In the year ending December 31, 2024, the airport had 39,791 aircraft operations, an average of 109 per day: 40% general aviation, 28% air taxi, 22% local general aviation, 8% military, and 1% airline.

==Airlines and destinations==

===Passenger===

| Airlines | Destinations |
|---|---|
| American Airlines | Dallas/Fort Worth |
| American Eagle | Dallas/Fort Worth, Phoenix–Sky Harbor |

===Top domestic destinations===

Top domestic destinations from FLG (August 2024 – July 2025)
| Rank | Airport | Passengers | Airline |
|---|---|---|---|
| 1 | Phoenix, Arizona | 54,930 | American Eagle |
| 2 | Dallas/Fort Worth, Texas | 25,410 | American Eagle |

==History==
Commercial air service to Flagstaff began in the late 1940s with Arizona Airways, which merged into Frontier Airlines in 1950. Frontier operated Douglas DC-3, Convair 340, and Convair 580 aircraft with service to Phoenix and direct, no-change-of-plane flights to Denver via Gallup, Farmington, and Durango. The airline ceased operations at Flagstaff in 1979.

Throughout the 1970s and 1980s, several commuter airlines provided service, primarily to Phoenix. These included Cochise Airlines, Desert Air Service, Desert Pacific Airlines, SunWest Airlines, and SkyWest Airlines, operating various commuter aircraft such as the Fairchild Swearingen Metroliner, Beechcraft C99, and de Havilland Canada DHC-6 Twin Otter. SunWest also served Albuquerque via Gallup. SkyWest began service in the late 1970s and later flew as **Western Express** for Western Airlines, then as Delta Connection following Western’s merger with Delta Air Lines in 1987. SkyWest flights to Phoenix and Las Vegas continued through 1994. American Eagle, operated by Wings West Airlines, briefly served Flagstaff from 1986 to 1987.

America West Airlines launched service in 1987 with de Havilland Dash 8 flights to Phoenix and Las Vegas. Service later transitioned to Mesa Airlines operating as America West Express with Beechcraft 1900D and Embraer EMB-120 Brasilia aircraft. Flights increased to up to 16 daily departures by 1996. After mergers, this service became US Airways Express, and in 2012, regional jet service was introduced with Canadair CRJ-200s. Following the 2015 merger of US Airways with American Airlines, American Eagle resumed operations, and service was upgraded to Canadair CRJ-700 jets in 2017. A seasonal Saturday-only flight to Los Angeles operated briefly in summer 2018.

From 2008 to 2010, Horizon Air, on behalf of Alaska Airlines, operated Bombardier Q400 turboprops to Los Angeles, some stopping in Prescott, Arizona. The Q400 is the largest and fastest variant of the DHC-8 family.

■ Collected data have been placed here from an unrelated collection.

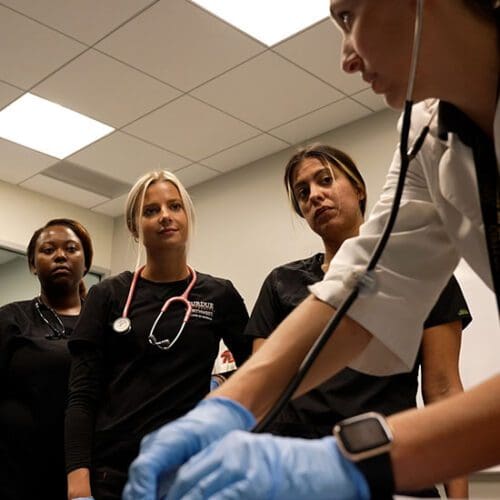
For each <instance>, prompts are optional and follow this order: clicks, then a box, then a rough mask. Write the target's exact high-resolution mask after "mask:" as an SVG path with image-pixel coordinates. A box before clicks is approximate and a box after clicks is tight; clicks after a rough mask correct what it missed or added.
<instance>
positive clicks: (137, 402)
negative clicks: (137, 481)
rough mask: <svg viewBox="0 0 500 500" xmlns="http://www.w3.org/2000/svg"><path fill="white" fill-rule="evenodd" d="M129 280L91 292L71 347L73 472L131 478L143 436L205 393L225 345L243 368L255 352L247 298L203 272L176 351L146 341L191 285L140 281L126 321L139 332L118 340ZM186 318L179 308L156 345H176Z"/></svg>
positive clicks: (70, 386) (209, 386) (101, 286)
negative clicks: (115, 325) (97, 473)
mask: <svg viewBox="0 0 500 500" xmlns="http://www.w3.org/2000/svg"><path fill="white" fill-rule="evenodd" d="M132 276H133V275H132V273H130V272H128V271H127V272H124V273H121V274H119V275H118V276H116V277H113V278H109V279H107V280H104V281H102V282H101V283H99V284H98V285H95V286H94V287H93V288H92V289H91V290H90V292H89V295H88V297H87V300H86V303H85V307H84V309H83V311H82V315H81V317H80V320H79V322H78V324H77V326H76V329H75V332H74V334H73V336H72V338H71V340H70V342H69V347H70V351H71V352H72V355H73V366H72V374H71V380H70V395H69V404H68V411H67V418H66V457H67V464H66V465H67V471H68V472H69V471H71V470H74V469H76V468H79V467H91V466H92V468H95V467H99V468H102V467H112V468H113V469H115V470H118V471H122V472H124V471H125V472H126V470H127V469H128V466H129V465H130V462H131V461H132V460H133V459H134V458H135V456H136V455H137V452H138V448H139V443H140V440H141V439H142V437H143V436H144V435H145V434H147V433H149V432H151V431H153V430H155V429H157V428H158V427H160V426H161V425H163V424H165V423H167V422H169V421H171V420H174V419H176V418H178V417H179V416H181V415H183V414H184V413H186V412H187V411H188V410H190V409H192V408H193V407H194V406H195V405H196V403H197V402H198V401H200V400H201V399H202V398H203V397H204V396H205V395H206V394H207V393H208V391H209V389H210V378H211V372H212V368H213V364H214V361H215V359H216V357H217V355H218V351H219V342H220V340H221V339H223V340H224V342H225V344H226V345H227V347H228V348H229V349H230V350H231V352H232V353H233V356H234V358H235V360H236V363H237V364H238V365H240V364H242V363H243V361H244V360H245V359H246V358H247V357H248V356H249V355H250V353H251V348H252V346H251V344H252V342H251V339H250V338H248V337H246V336H244V335H243V331H244V329H245V326H246V323H247V321H248V313H247V310H246V307H245V304H244V302H243V299H242V298H241V296H240V295H239V294H238V292H237V291H236V289H235V288H234V286H233V285H232V283H231V282H230V281H228V280H224V279H220V278H215V277H212V276H210V275H208V274H204V273H199V272H198V273H197V276H198V278H197V281H196V284H195V285H194V287H193V289H192V290H191V292H190V294H189V300H190V302H191V304H192V308H193V309H192V314H191V318H190V319H189V320H188V322H187V324H186V326H185V328H184V330H183V332H182V335H181V336H180V337H179V340H178V341H177V342H176V343H175V345H174V346H173V347H172V348H171V349H170V350H162V349H159V348H158V347H156V346H154V345H151V344H150V343H149V342H148V335H149V332H150V329H151V326H152V324H153V323H154V321H155V319H156V317H157V315H158V314H159V312H160V309H161V307H162V305H163V304H164V302H165V300H167V299H168V298H170V297H173V296H179V295H181V294H182V293H183V292H184V291H185V290H186V288H187V286H188V284H189V279H187V280H181V281H177V282H173V283H156V282H152V281H149V280H146V279H144V278H142V277H140V278H139V279H138V281H137V287H136V290H135V293H134V297H133V299H132V303H131V306H130V312H129V315H128V317H129V318H130V320H131V322H132V330H131V331H130V332H129V333H127V334H118V333H116V332H115V331H114V330H113V328H112V324H113V321H114V320H115V319H116V318H118V317H120V316H121V315H122V312H123V307H124V305H125V301H126V298H127V294H128V291H129V287H130V283H131V281H132ZM184 312H185V309H184V307H180V306H178V305H177V306H175V305H174V306H172V307H171V308H169V309H168V310H167V312H166V313H165V314H164V315H163V316H162V318H161V320H160V322H159V323H158V327H157V329H156V332H155V336H156V337H157V339H158V340H162V339H164V338H169V339H170V340H172V339H173V338H174V337H175V335H176V333H177V332H178V329H179V327H180V325H181V322H182V318H183V316H184ZM94 419H95V426H94Z"/></svg>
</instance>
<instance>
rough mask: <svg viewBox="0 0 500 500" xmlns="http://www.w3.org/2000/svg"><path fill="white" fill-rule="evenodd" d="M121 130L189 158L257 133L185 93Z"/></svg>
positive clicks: (253, 136) (227, 144)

SkyWest Airlines operating as American Eagle continues to operate scheduled passenger flights serving the airport with Canadair CRJ-700 regional jets to the American Airlines hub at Phoenix Sky Harbor International Airport and added new flights to Dallas Fort Worth International Airport on April 2, 2019. American Eagle also operated a seasonal service between Los Angeles (LAX) and Flagstaff beginning in October 2024, but did not renew the seasonal service for 2025.

Trans States Airlines, operating as United Express via a code sharing agreement with United Airlines, began flights on March 31, 2019 from Flagstaff to the United Airlines hub at Denver International Airport. Twice daily round-trip flights were initially being flown with Embraer ERJ-145 regional jet aircraft. Trans States was shut down in 2020 and CommutAir provided United Express service between the airport and Denver using Embraer ERJ-145 regional jets through October 2022.

===Accidents at or near FLG===
On January 11, 1995, an Empire Airlines Cessna 208 Caravan crashed 2 km (1.3 miles) SSE of FLG due to incorrectly configuring the aircraft fuel system prior to takeoff and impacting trees attempting to return to the airport. The sole occupant, the pilot, was killed.